Amerika Serikat, misalnya, menunggak hingga US$1,5 miliar, menjadi kontributor tunggakan terbesar. Ini adalah warisan dari pemerintahan Trump yang memutuskan untuk memangkas kontribusi sebagai bagian dari strategi penghematan nasional. Negara besar lain juga tak lepas dari daftar tunggakan: Tiongkok (US$597 juta), Rusia (US$72 juta), Arab Saudi (US$42 juta), Meksiko dan Venezuela masing-masing (US$38 juta). Sisanya, negara-negara lain menyumbang tunggakan kolektif sebesar US$137 juta.
Krisis ini menjalar ke semua lini: misi penjaga perdamaian PBB menanggung utang US$2,7 miliar hingga akhir April.
©UNFPA Sudan | Sufian Abdul-Mouty A midwife nurse speaks with a woman at a maternity hospital in Khartoum, Sudan.

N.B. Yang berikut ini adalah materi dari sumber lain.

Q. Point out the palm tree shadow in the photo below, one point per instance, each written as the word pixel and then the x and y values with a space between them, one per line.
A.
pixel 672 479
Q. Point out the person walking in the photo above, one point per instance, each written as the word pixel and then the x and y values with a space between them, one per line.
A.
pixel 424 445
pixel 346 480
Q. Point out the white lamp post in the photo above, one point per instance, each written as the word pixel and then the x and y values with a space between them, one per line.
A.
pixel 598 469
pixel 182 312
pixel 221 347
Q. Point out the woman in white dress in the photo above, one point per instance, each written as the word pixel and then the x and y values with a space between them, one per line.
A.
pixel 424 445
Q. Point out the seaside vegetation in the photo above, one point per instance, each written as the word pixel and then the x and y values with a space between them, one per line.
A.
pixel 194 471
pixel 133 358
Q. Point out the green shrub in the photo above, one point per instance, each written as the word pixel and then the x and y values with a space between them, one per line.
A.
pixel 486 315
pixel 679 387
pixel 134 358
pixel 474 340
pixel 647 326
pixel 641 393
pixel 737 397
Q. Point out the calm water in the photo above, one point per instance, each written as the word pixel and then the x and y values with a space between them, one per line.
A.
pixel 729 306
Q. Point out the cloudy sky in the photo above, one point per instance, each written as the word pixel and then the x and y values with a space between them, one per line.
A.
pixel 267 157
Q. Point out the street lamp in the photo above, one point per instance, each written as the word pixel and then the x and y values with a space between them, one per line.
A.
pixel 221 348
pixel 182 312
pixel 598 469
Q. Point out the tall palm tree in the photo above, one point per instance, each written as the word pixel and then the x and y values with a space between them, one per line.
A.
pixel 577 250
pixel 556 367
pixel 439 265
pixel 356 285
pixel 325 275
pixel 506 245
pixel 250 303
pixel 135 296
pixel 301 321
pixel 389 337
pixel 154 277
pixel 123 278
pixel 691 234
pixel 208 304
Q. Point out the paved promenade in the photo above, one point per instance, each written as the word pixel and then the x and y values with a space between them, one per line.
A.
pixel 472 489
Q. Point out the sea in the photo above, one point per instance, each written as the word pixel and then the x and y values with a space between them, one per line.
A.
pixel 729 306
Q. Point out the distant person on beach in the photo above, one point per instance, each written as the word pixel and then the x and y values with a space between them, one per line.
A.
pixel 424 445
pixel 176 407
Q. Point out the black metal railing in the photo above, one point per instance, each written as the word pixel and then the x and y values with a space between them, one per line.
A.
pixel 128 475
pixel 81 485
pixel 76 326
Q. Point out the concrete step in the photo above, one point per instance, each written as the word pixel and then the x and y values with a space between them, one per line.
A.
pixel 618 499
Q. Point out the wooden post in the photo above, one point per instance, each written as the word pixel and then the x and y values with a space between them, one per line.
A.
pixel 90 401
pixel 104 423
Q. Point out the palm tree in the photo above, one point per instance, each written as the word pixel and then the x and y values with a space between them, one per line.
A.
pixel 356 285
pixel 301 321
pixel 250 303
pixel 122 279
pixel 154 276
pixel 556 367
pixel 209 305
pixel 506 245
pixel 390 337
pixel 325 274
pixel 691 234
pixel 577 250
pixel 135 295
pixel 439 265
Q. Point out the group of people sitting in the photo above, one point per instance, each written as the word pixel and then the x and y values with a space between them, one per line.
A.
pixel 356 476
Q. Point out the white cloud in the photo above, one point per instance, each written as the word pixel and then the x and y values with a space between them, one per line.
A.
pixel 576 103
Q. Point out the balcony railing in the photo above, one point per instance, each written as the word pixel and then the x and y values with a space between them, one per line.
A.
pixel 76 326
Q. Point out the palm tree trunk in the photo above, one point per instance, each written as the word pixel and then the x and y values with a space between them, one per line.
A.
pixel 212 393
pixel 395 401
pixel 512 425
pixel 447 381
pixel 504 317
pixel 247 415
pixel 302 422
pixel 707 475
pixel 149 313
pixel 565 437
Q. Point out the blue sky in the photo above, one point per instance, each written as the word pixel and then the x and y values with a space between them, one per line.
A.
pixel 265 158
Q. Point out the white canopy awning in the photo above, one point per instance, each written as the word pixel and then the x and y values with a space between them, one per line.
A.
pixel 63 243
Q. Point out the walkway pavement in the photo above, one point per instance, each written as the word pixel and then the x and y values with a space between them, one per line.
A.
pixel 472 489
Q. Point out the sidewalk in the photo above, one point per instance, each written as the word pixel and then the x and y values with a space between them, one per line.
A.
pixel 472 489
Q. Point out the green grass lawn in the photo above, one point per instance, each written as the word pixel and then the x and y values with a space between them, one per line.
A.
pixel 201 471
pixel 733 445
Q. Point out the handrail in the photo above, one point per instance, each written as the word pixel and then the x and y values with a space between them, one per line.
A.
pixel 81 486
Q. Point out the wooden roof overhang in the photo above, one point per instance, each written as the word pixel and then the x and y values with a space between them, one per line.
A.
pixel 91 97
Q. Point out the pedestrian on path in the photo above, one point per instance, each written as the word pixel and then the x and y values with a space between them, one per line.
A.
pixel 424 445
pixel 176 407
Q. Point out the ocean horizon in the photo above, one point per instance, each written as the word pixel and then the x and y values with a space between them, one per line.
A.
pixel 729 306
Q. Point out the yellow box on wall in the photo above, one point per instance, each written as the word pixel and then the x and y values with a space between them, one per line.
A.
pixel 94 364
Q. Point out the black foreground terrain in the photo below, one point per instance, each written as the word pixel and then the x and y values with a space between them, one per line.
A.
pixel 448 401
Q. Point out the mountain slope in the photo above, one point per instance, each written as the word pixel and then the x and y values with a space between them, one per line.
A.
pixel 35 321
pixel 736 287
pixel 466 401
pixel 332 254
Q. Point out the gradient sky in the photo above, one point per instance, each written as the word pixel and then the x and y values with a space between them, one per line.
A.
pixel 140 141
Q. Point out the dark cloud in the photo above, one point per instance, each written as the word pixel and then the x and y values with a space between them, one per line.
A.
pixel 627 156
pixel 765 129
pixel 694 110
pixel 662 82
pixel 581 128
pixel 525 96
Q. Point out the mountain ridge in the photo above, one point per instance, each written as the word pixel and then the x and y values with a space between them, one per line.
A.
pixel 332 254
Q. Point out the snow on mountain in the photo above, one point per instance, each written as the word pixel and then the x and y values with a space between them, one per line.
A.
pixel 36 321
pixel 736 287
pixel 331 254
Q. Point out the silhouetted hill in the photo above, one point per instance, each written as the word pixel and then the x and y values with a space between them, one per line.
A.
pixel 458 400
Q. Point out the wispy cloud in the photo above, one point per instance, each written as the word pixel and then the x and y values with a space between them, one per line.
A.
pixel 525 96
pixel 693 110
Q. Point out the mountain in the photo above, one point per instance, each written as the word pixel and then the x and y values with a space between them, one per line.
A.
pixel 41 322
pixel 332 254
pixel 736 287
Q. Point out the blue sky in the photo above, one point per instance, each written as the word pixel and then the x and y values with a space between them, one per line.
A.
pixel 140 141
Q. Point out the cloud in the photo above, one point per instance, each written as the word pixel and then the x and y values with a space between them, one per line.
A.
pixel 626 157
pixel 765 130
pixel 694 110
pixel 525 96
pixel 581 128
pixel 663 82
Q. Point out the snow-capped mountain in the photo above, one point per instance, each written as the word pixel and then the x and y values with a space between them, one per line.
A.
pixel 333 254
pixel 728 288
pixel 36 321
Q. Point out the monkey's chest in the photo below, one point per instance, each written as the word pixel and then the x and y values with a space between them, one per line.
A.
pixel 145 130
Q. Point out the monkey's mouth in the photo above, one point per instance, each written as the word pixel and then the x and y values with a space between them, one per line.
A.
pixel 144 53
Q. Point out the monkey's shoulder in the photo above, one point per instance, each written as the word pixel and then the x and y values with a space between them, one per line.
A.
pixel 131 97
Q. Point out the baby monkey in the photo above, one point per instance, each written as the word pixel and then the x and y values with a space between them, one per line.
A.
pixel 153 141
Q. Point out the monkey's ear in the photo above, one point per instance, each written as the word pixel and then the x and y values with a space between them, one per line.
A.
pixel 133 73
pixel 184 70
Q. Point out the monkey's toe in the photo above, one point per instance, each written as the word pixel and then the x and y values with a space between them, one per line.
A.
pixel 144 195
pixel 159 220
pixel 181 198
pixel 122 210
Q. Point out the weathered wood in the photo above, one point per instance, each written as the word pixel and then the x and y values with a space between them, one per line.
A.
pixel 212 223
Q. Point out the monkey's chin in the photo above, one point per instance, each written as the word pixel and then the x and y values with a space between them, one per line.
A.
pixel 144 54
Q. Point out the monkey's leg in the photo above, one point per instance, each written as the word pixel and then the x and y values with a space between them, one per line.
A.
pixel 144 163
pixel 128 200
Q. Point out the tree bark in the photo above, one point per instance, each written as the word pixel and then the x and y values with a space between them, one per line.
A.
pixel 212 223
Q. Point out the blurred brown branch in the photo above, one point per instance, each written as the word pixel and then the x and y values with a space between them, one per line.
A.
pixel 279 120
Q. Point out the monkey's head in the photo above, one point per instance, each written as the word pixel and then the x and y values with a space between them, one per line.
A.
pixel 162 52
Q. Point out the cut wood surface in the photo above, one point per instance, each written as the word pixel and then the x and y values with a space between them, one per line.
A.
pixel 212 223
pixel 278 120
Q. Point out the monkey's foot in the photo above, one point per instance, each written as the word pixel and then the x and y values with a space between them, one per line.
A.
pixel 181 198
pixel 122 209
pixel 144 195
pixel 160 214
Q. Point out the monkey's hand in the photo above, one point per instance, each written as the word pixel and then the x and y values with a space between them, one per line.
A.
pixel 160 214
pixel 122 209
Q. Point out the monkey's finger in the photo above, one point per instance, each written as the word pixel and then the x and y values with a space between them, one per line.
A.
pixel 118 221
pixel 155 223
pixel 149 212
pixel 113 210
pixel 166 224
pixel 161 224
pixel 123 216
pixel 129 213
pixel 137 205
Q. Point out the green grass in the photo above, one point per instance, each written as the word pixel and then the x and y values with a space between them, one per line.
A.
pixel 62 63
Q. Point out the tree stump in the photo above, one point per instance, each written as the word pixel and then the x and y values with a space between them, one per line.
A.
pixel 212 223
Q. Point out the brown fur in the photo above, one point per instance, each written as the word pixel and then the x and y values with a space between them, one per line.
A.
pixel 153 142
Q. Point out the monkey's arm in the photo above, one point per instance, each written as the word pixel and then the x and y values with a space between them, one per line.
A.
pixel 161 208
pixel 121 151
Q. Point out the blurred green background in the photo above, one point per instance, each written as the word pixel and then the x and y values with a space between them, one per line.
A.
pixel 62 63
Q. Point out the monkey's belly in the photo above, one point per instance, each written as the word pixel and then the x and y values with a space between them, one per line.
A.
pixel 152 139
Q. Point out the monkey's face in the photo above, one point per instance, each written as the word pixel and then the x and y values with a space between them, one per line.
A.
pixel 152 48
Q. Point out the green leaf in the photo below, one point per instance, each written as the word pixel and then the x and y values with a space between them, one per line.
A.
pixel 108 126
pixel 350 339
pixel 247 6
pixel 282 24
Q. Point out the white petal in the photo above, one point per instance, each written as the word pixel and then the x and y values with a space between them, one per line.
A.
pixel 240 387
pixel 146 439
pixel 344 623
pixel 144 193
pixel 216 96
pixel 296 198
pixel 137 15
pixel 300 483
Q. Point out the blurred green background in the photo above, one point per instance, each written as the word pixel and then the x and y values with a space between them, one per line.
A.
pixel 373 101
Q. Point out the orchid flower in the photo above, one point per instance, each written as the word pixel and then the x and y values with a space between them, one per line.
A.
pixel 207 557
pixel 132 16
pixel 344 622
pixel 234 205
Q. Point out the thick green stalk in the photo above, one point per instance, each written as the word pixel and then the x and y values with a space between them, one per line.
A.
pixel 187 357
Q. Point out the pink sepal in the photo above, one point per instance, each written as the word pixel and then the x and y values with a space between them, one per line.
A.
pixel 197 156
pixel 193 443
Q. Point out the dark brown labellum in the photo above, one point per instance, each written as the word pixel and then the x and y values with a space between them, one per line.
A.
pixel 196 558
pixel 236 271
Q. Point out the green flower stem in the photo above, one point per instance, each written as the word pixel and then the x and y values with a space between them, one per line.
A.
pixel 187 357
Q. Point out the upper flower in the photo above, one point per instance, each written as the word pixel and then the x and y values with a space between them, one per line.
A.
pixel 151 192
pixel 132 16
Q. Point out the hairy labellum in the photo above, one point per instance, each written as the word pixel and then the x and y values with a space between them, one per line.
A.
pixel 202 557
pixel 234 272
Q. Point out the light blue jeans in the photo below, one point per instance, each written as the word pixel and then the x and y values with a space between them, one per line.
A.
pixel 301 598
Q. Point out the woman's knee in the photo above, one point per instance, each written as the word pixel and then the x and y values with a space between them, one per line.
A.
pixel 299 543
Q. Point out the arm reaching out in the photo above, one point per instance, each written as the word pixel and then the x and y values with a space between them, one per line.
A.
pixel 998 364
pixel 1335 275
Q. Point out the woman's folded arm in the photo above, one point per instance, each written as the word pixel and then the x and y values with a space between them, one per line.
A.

©UNFPA Sudan | Sufian Abdul-Mouty A midwife nurse speaks with a woman at a maternity hospital in Khartoum, Sudan.
Perempuan, Pengungsi, dan Anak yang Pertama Tersingkir
Dampaknya nyata dan memilukan. Badan-badan PBB yang mengurusi isu-isu kemanusiaan kini terpaksa memutar otak—dan mengerat anggaran.
UNFPA, yang bekerja dalam isu kesehatan seksual dan reproduksi, melaporkan pemangkasan drastis di wilayah-wilayah rentan seperti Republik Demokratik Kongo, Haiti, Sudan, dan Afghanistan. Klinik tutup, tenaga medis dikurangi, bantuan untuk korban kekerasan seksual dihentikan.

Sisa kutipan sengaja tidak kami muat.